Motivated by his self-deprecation and will to live, Adam's feet left the longsword as he leapt—more slid—an astonishing eight inches into the wind. The flattened plants bit into his arms and face as he pushed against them.

But that was all that it took. His fingers latched onto a root at the entrance of the hovel. Straining every fiber in his fingers, he curled them. Screaming into the wind, he pulled himself forward with what little strength he had, the ambient temperature finally making him sweat.

'God! What are they using to collect these trees!' he mentally spat.

Slowly, Adam fell into the hovel and the wind left his ears as he sat up. He took his first non-wind-assisted breath since the ordeal had started and sank back onto his hands. His breaths came in bunches as a knot formed in his side. His lungs were burning, his fingers were blistered, and his arms were spent.
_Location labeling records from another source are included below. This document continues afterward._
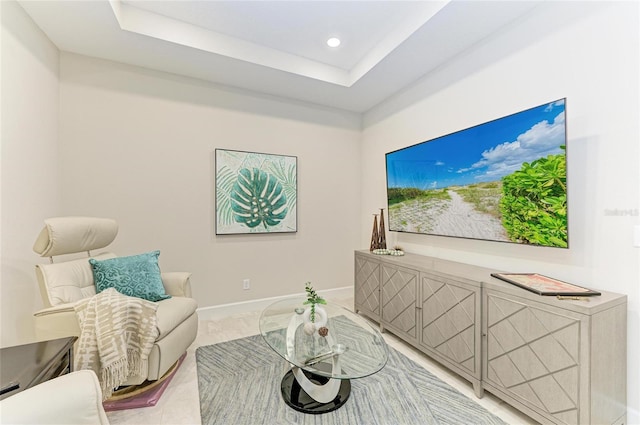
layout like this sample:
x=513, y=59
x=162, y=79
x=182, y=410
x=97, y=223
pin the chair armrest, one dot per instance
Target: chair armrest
x=57, y=322
x=177, y=284
x=75, y=398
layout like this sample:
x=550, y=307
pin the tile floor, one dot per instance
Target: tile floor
x=180, y=403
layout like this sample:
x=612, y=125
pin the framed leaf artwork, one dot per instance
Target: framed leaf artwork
x=255, y=192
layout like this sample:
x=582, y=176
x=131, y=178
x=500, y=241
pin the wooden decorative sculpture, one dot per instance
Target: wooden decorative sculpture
x=383, y=238
x=375, y=238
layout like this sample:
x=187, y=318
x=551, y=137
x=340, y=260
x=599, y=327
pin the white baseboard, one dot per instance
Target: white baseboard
x=224, y=310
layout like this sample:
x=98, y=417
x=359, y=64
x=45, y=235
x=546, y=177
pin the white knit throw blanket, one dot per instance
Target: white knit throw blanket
x=117, y=333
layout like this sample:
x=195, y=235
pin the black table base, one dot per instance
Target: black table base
x=298, y=399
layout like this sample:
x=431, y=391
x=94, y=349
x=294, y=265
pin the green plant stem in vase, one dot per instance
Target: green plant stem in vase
x=312, y=299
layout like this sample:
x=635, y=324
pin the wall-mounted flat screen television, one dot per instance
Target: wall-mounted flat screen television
x=504, y=180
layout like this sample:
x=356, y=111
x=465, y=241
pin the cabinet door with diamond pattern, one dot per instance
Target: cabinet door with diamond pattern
x=399, y=300
x=533, y=354
x=451, y=322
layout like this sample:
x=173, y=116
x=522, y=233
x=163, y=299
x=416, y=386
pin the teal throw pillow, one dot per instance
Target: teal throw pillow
x=136, y=276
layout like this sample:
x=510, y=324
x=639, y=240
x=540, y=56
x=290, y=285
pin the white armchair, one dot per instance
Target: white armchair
x=62, y=284
x=74, y=398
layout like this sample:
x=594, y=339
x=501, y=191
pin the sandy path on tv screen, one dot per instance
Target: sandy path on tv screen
x=454, y=217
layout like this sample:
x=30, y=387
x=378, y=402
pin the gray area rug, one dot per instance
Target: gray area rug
x=239, y=383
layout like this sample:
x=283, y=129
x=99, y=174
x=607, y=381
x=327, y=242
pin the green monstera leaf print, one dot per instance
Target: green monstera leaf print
x=257, y=198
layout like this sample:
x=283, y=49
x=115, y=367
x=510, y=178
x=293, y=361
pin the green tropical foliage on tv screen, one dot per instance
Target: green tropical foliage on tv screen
x=534, y=202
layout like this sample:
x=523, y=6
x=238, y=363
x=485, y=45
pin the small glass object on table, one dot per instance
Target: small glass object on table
x=321, y=366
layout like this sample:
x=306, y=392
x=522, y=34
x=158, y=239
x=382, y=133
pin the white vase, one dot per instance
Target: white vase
x=321, y=316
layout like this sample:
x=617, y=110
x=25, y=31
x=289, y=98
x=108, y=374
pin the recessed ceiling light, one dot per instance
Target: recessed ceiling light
x=333, y=42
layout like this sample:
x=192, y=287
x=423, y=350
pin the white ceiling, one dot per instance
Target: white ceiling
x=278, y=47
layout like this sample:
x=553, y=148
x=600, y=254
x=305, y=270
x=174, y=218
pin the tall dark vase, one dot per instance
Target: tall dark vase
x=383, y=236
x=375, y=238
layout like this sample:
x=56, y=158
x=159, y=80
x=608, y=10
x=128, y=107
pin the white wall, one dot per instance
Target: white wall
x=587, y=52
x=137, y=145
x=29, y=167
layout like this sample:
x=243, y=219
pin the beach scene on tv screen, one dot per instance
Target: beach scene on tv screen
x=504, y=180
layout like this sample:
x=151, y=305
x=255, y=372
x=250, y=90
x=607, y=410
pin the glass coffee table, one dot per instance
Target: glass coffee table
x=321, y=366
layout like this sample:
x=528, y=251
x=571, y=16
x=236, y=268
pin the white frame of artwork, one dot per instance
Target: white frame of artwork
x=238, y=210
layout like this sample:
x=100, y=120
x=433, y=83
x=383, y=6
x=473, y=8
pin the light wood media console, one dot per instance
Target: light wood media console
x=557, y=361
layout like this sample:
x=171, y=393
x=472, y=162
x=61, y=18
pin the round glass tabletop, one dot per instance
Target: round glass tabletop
x=349, y=339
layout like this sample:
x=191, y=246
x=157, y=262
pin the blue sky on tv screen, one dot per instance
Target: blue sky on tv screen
x=484, y=153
But he was alive. That's all he needed, one step at a time, his original plan to erase his existence flipped. Adam was going to live on, with or without anyone's acknowledgment.

That was until he felt heat seep in through the hovel's entrance. Before he could even complain about the temperature, an explosion left him concussed, and the ground shook hard enough to coat Adam in loose dirt.

Feeling his organs shift inside him, Adam had no choice but to embrace a new peace within himself. The deafening roar left his ears as his vision blurred. Panicking, Adam could not think of what to do. He was lost in a land he did not know, a body that was not his, and in a situation out of his control.

So he took his only option: Adam, who was covered in dirt and sore all over, passed out.